Martin avait enchaîné sur un exposé instructif.

« Il ne faut pas confondre entrée maritime et brouillard. Le Mont Aigoual aime se parer de brouillard. Il s’enveloppe de fines gouttelettes fidèles au lieu. La fusion n’en est que plus sincère. Les entrées maritimes, elles, sont considérées comme des étrangères tentant des incursions en terrain ennemi. J’ai rien contre ce melting-pot de molécules d’eau mais on sait plus d’où elles viennent. Le Made in France, j’y tiens ! »

-          Eh ben, vous êtes pas accueillants avec les touristes !

Martin avait éclaté de rire tout en poursuivant son discours coloré.

Yves avait ainsi appris que le Mistral n’était pas qu’un vent de beau temps chargé de disperser les masses nébuleuses. Il existait le Mistral noir, aux conséquences aussi redoutables parfois que son compère « du Sud ».

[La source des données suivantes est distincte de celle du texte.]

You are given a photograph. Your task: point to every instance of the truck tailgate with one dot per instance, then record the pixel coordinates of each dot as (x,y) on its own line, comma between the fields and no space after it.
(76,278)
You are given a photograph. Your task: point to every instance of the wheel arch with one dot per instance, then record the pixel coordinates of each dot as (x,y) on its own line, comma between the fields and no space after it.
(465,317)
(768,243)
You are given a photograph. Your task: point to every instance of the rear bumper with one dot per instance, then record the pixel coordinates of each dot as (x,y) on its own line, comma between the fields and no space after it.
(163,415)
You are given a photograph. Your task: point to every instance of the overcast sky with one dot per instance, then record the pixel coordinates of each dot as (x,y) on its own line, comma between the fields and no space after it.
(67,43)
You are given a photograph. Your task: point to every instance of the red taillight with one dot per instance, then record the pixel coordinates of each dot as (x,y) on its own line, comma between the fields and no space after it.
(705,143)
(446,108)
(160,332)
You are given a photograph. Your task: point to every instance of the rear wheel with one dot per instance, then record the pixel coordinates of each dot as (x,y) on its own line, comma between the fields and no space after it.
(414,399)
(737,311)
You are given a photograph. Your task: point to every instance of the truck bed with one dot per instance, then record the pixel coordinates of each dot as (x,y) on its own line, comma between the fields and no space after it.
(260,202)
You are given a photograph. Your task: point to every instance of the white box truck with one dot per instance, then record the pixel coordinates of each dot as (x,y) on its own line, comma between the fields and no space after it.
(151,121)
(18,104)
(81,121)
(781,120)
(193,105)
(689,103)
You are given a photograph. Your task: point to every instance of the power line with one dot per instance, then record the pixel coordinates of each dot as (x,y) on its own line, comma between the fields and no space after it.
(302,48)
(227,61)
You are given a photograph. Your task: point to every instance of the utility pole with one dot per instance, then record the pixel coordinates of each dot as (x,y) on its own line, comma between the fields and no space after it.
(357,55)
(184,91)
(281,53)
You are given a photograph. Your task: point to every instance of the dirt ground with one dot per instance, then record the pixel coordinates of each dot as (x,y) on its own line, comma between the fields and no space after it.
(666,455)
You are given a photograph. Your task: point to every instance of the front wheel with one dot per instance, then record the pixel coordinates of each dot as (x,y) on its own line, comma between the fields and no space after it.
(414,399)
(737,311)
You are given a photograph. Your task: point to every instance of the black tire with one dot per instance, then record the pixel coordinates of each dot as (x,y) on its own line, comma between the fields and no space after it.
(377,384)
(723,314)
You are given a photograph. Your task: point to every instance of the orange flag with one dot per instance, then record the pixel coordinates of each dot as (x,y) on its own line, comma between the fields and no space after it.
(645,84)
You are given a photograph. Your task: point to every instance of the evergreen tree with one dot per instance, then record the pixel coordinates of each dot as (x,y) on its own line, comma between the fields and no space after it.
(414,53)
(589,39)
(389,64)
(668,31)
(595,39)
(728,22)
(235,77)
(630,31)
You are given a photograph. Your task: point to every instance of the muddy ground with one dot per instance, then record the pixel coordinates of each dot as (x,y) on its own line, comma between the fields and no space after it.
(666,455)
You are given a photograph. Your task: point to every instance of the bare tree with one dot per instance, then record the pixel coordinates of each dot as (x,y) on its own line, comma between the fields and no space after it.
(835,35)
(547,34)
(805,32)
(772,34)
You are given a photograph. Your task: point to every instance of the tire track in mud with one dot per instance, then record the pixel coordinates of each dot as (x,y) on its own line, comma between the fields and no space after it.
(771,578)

En s’approchant du sommet, Yves s’était saisi de son portable pour appeler son collègue Pierrick :

« Où t’a envoyé Huckminz ? » lui avait-il demandé d’emblée.

-          Tu vas rire, je suis à Paris, dans une file d’attente de quatre heures environ, et je crois que je tiens un filon !

-          Comment ça ? Des journées à ajouter au calendrier ?

-          Je t’expliquerai. Dis-moi, Yves, tu as des nouvelles d’Ernestin ? Il paraît qu’il peine à mener à bien sa mission, ça m’étonne !

-          Ernestin ? Oui, oui, si tu savais…je ne me fais aucun souci pour lui !

Yves venait d’esquisser un sourire et de voir apparaître le sommet du Mont Aigoual.